Estas teorias, hoje, são, como sabemos, inteiramente ultrapassadas. Pertencem somente à história da Filosofia e são hodiernamente cada vez mais desacreditadas. A evolução da ciência, as novas e esplêndidas descobertas, um crescimento da tecnologia quase assustador, levaram o homem a fazer novas e maravilhosas experiências, invadindo os espaços e penetrando os segredos da matéria. Esta experiência resulta na conclusão de que o homem é imensamente pequeno e o coloca atônito frente à obra criada e novamente suscita em sua mente a pergunta sobre a origem das coisas e da harmonia que as rege, e não elimina a integralidade do homem, excluindo todo materialismo.
O papa afirma que fé e razão são como “duas asas pelas quais o espírito humano se eleva para a contemplação da verdade. Foi Deus, continua o Papa, que colocou no coração do homem o desejo de conhecer a verdade e, em última análise, de O conhecer a Ele , para que , conhecendo-O e amando-O , possa chegar também à verdade plena sobre si próprio” (Fides et Ratio- Proêmio)
O Catecismo da Igreja Católica afirma que a Igreja sempre manteve em seu seio uma grande estima pela investigação científica, contribuiu e se fez amante da pesquisa, obedecendo aos critérios próprios e naturais de sua época (Cf. CIC. 2293). É que a Igreja entende que toda a obra da criação foi dada por Deus ao homem, rei desta mesma criação, para que por ele fosse dominada e dele recebesse crescimento.
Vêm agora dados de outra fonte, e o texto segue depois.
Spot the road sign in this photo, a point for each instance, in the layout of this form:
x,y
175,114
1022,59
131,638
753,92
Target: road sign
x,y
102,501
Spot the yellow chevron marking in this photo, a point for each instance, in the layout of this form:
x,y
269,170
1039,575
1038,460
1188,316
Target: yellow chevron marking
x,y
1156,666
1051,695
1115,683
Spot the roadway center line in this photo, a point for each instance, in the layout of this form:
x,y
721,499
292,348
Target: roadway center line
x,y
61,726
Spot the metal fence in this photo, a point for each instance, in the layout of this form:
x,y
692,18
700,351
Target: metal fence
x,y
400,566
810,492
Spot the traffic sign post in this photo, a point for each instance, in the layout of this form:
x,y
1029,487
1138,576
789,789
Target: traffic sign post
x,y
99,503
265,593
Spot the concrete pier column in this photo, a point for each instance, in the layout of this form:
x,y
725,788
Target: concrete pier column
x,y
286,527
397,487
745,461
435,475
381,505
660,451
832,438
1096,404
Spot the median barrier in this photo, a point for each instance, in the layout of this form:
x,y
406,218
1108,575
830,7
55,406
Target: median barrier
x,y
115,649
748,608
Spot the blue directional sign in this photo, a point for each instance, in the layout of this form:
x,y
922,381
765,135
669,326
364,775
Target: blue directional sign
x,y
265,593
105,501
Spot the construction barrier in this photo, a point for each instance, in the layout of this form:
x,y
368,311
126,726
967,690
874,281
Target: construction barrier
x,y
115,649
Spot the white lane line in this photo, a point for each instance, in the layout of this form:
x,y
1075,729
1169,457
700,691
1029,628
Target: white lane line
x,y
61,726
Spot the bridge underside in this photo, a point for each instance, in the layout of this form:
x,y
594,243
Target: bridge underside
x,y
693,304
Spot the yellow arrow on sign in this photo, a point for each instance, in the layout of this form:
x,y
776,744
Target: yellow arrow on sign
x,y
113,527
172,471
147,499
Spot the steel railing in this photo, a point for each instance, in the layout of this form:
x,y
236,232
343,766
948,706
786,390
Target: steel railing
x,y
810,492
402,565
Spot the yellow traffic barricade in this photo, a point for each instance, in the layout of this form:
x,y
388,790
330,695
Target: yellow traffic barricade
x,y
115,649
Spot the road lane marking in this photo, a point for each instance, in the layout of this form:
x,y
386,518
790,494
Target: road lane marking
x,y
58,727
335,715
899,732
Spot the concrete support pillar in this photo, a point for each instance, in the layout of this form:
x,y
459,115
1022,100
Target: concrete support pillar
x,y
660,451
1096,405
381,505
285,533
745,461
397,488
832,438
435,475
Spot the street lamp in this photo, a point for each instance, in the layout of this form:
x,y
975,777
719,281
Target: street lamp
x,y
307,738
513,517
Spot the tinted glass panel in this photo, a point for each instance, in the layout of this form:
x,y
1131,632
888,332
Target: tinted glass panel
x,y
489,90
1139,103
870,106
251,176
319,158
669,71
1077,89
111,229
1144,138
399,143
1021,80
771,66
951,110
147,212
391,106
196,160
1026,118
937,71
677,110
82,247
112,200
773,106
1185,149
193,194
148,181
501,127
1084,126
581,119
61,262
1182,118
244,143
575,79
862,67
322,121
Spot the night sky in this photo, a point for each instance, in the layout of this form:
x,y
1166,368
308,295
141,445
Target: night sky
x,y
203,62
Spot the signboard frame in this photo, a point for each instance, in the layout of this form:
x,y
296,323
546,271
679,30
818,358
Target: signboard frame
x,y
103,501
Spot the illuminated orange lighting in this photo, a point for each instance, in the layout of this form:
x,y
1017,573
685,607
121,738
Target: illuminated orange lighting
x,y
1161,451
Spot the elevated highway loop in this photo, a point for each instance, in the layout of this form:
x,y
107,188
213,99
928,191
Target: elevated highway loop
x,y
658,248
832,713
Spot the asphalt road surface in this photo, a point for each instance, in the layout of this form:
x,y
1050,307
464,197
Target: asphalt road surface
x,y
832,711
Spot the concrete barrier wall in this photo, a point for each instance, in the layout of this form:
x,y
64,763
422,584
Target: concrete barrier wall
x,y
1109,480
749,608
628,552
O cristianismo se tornou, na história, guardião de tantas escolas e difusor de tantas teorias excelentes, com nomes como Alberto Magno, Tomás de Aquino, Boaventura, Galileu, Pascal , e muitos outros. No último século, vemos surgir no seio da Igreja, a fenomenologista Edith Stein, convertida do Judaísmo ao Cristianismo.
O homem de hoje, longe de reafirmar aquela fragmentação do século XIX, sabe que há na pessoa humana uma unidade de corpo, onde se mesclam elementos materiais e elementos espirituais, de forma a compreender que é inadmissível encontrar a verdade sobre este mesmo homem sem levar em consideração a sua abertura para o infinito, que afinal é Deus mesmo. Aqui se encontra o tema da XII Semana de Filosofia do Seminário Santo Antônio de Juiz de Fora: Filosofia da Religião: um diálogo dentre fé e razão, semana esta realizada de 7 a 11 de novembro em curso. Afirma o Papa que a fé não teme a razão. E Santo Agostinho, já em sua época, nos longínquos séc. IV e V, proclamava que amar a verdade é viver do Espírito Santo. (Santo Agostinho, Sermões 267, 4). O mesmo Papa João Paulo II afirmou na Exortação Apostólica. Pastores Dabo Vobis, que o estudo da filosofia leva-nos a uma compreensão e uma interpretação mais profunda da pessoa, da sua liberdade, das relações com o mundo e com Deus. (PDV. Nº 51)
A filosofia ajuda a enriquecer a formação intelectual com o “Culto da verdade” (idem ibeden). Por meio do estudo filosófico nós desenvolvemos uma verdadeira veneração na busca amorosa da verdade e assim tendemos à Verdade Suprema que é Deus. Buscando a verdade com sinceridade de intenções e iluminados pela luz da fé, a filosofia pode contribuir de fato para reconstrução da humanidade. Esta será, na verdade recuperada, quando ela encontrar a Verdade Suprema, Deus, criador eterno do homem. Os valores inalienáveis da justiça, da solidariedade, da fraternidade, do respeito mútuo, do valor sagrado da vida, da transcendência, não ficam, assim, relegados a meros sentimentos passageiros, mas passam a constituir elementos inalienáveis da constituição plena do ser humano. Neste sentido, a filosofia se torna um veículo para a realização do propósito.